Curve hurlers in a groove
Pitchers typically have an advantage over hitters early in a season, but what the Curve pitchers have done so far goes well beyond that.
“I think we’re just that on right now,” right-hander Jason Creasy said Thursday night.
Creasy pitched five scoreless innings, giving up just two hits, in the Curve’s 2-1 win over Akron in 11 innings.
So far, the Curve’s starting pitchers have combined to allow only one earned run in 37 innings. The group of Creasy, Angel Sanchez, Zack Dodson, Chad Kuhl and tonight’s starter, Tyler Glasnow, have been as effective as any group of starters in all of pro ball, with a staggering 0.24 ERA.
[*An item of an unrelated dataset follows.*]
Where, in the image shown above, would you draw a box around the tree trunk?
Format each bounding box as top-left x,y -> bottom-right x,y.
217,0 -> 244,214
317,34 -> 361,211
Seeing their teammates go out and shine just makes the other members of the starting rotation want to do the same.
“It does,” Creasy said. “It really doesn’t put any pressure on us. We all know that we’re good. But it does help that when one starter goes shutout and it keeps adding on and adding on, it’s a good feeling to have.”
The Curve have a 4-3 record despite some major offensive struggles, but every night out the pitching staff has kept the team in games. It hasn’t just been the starters, either.
In seven games – a total of 64 innings – the pitchers have only had two bad innings. One was really bad as Richmond scored seven runs in the seventh inning Monday, and the other came in the very next inning as the Flying Squirrels scored three times.
Aside from those two innings, the Curve pitching staff has allowed a total of nine runs in the other 62 frames.
Altoona leads the Eastern League in team ERA at 1.97, offsetting an offense that ranks at the bottom of the league in runs scored (14).
“They’ve been throwing the ball over the plate, challenging hitters, moving the ball inside and mixing in their breaking balls consistently,” manager Tom Prince said.
Prince praised pitching coach Justin Meccage, saying he “does an outstanding job with these young men.”
None of this comes as a surprise to Prince, who had many of the pitchers on this team with him at high-A Bradenton last year.
“They’ve done exactly what they did last year, and that’s why they’re here,” Prince said. “They’re consistent, they do the little things, they hold runners and they are able to compete with their offspeed stuff.”
Just like it’s too early to be overly concerned with the offense, it’s also too early to think the pitching staff will continue to be this dominant. But as things even out and the offense starts producing more, the pitchers won’t have to shoulder as much of a burden as they’ve carried thus far.